Saturday, January 19, 2013

Flash of insight

To put you in my frame of mind, I have three months until my defense and three chapters to analyze data for and write about.

All week I've been working on chapter 5, which is about the database. At my committee meeting in December I presented some very rough data explorations along with the general idea for what the chapter would be about. I did emphasize, however, that the database is a virtual gold mine of projects so the most important thing for me to do is pick one doable piece for my dissertation that will mark my interest in the field, then continue with this line of research post-PhD. I pointed out that there was a fairly major complication with my chapter idea and I wasn't sure how to adjust for it.
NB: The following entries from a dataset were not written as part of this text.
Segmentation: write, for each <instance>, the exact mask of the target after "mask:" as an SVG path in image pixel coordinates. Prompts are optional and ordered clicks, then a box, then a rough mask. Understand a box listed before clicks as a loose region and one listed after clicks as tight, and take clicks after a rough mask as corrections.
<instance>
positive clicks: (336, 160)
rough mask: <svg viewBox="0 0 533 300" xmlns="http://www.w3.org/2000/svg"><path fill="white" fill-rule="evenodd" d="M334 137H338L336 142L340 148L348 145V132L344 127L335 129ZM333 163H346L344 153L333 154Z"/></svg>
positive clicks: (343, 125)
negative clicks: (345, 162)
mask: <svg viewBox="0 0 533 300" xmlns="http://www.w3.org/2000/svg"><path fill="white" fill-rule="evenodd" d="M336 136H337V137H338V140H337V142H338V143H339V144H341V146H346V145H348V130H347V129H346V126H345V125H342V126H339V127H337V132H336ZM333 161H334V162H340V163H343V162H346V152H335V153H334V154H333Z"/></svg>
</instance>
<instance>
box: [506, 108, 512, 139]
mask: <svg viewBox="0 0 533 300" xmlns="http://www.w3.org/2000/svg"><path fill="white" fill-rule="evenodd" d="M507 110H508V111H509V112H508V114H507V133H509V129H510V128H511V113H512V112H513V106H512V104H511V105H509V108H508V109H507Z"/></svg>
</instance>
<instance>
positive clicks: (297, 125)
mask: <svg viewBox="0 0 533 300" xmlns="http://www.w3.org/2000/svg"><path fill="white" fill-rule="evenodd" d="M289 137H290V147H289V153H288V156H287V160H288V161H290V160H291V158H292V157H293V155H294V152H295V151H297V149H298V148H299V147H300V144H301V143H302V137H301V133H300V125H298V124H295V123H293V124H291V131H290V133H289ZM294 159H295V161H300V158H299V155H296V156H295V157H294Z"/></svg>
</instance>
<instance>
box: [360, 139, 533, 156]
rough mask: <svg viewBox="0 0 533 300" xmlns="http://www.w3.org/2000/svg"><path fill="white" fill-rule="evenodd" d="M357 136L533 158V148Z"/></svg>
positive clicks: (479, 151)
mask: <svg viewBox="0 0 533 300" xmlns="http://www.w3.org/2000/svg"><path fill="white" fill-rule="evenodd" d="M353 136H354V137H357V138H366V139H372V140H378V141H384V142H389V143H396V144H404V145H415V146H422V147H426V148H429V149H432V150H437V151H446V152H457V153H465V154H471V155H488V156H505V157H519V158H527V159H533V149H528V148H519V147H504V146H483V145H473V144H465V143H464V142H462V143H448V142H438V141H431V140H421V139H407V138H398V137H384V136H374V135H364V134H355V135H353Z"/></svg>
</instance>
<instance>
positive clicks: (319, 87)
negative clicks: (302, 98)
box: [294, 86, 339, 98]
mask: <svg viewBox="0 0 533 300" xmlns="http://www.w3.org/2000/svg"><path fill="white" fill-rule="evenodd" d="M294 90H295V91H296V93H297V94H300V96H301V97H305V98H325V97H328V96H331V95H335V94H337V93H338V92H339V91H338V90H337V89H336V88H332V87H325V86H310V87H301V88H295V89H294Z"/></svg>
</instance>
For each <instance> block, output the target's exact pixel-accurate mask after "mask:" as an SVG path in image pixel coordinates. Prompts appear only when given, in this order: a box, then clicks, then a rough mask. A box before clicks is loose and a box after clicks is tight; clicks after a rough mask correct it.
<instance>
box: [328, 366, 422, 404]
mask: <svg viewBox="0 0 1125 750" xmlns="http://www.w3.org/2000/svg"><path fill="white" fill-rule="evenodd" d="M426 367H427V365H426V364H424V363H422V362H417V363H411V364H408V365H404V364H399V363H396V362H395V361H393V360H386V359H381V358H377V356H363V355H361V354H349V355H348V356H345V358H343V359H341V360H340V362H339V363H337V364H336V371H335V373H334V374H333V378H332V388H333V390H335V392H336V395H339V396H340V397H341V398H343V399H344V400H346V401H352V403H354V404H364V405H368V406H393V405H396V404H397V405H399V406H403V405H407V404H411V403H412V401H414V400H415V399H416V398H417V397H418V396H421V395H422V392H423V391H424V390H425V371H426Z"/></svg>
No one had any suggestions. Chip didn't really like the idea I presented, and pointed out some holes in the theory it was based on. He suggested something else instead.

Unsure how to implement Chip's idea, I spent this week forging ahead with mine. I spent hours in R paring down the data. As the dataset shrunk and the complications became even more obvious, it became clear that my idea won't work. We don't have the data for it yet.

On Thursday night Jon and I talked about the dismal situation: I had no idea what to do with these data, but I had to figure something out quickly. He suggested a variation on Chip's idea that tackles the complication head-on. I didn't know what to do that wasn't completely descriptive.

On Friday I had a meeting with the database team and Sam. I told Sam that I didn't think my original idea was going to work, and I had no clue what I was going to do instead. Sam said that a strong conceptual hypothesis-testing paper would be great, but he said he doesn't care if I do something descriptive and Herb doesn't care either. I just need to do something with the database. It was liberating news.

So I mentioned some kind of lame ideas and we contemplated those. Meh. Sam asked about an approach used with this kind of data sometimes. I said that I'd thought about it, but I just didn't see how we could possibly do that with our data without some crazy, totally unrealistic assumptions...


...we did it at a totally different scale... And if we did it at that scale, then we could include far more of our data... It could work!

And so an idea was born while I was explaining why it wouldn't work.

I spent my Friday night finding the appropriate R packages and getting the data in the right format for a test run. I think I'm on to something big.